The paper is explicit that content fidelity remains the main limitation of the current system. This is visible in the $16\,\text{kHz}$ large-scale setting, where SDP-Codec-16-L trades reconstruction quality for stronger zero-shot VC behavior. The authors also note that using $\hat{\mathcal{Z}}$ is not ideal because it discards content detail before the codec’s own bottleneck can act, which is why the final model uses continuous $\mathcal{Z}$.

In the conclusion, the authors state that future work will focus on improving content fidelity further and on applying SDP-Codec tokens to downstream speech language models.

Takeaway

SDP-Codec is a single-stage, speaker-decoupled neural codec that combines continuous SSL content features, a compact single codebook, normalized pitch injection, and global-conditioned pitch denormalization. The reported experiments show that this design can reduce speaker leakage in the local tokens, maintain competitive reconstruction quality, and deliver strong zero-shot voice conversion at comparable bitrates across both $16\,\text{kHz}$ and $24\,\text{kHz}$ settings.

Code & Implementation

This repository provides the official implementation of SDP-Codec, a speaker-decoupled speech codec with pitch injection for low-bitrate coding and zero-shot voice conversion as described in the paper.

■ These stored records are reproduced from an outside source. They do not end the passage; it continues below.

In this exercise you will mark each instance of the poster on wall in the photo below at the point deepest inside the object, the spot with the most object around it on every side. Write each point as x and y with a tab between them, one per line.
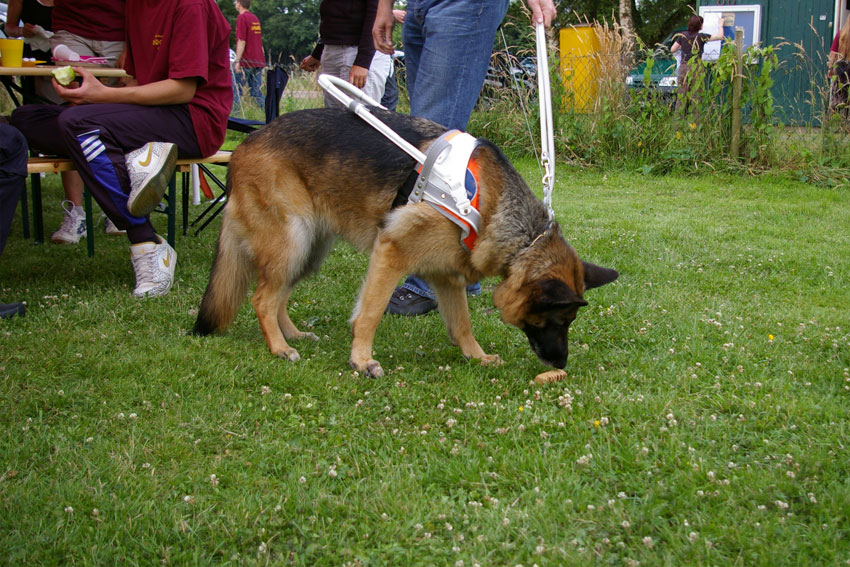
747	17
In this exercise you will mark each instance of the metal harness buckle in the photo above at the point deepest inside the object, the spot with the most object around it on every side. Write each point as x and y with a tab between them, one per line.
442	182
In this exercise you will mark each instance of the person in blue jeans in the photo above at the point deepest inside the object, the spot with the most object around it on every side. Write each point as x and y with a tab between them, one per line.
447	47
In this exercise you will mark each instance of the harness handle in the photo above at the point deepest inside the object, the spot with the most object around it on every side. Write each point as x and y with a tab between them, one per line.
547	135
343	91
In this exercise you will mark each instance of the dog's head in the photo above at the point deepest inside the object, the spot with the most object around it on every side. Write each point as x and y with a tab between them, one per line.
543	297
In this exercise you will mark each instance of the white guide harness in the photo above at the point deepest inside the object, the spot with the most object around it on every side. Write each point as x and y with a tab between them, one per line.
442	180
442	177
547	135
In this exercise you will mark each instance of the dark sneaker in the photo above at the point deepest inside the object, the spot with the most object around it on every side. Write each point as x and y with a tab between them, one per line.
11	309
405	302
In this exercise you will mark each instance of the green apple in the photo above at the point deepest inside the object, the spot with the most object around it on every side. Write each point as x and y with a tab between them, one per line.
64	75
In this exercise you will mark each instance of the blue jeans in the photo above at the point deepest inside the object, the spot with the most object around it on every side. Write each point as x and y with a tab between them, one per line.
253	77
447	47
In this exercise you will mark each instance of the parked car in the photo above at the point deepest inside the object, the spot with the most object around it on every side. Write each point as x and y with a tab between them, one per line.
3	9
662	76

The code base is organized around reproducing the main experimental setup from the paper, utilizing pretrained models (VQ-Wav2Vec for content and WavLM Large for speaker encoding) alongside a residual vector quantizer (RVQ) with a codebook size of 300. Training, inference, and testing are implemented under the sdpcodec/ folder, with PyTorch Lightning modules and dataloaders in ptl/, and codec-specific encoder and decoder logic in vq/.

The repository includes comprehensive scripts for training (sdpcodec.train) and inference (sdpcodec.infer), supporting source reconstruction and reference-based voice conversion modes. Configuration files using Hydra are provided in configs/ to replicate the paper's settings, particularly the 24 kHz LibriTTS experiment.

Large pretrained weights (WavLM Large and VQ-Wav2Vec k-means) are required for operation and must be downloaded separately, as documented in docs/pretrained_assets.md. The repository supports a streamlined installation and a quick single-GPU smoke test, easing reproduction of the paper’s results.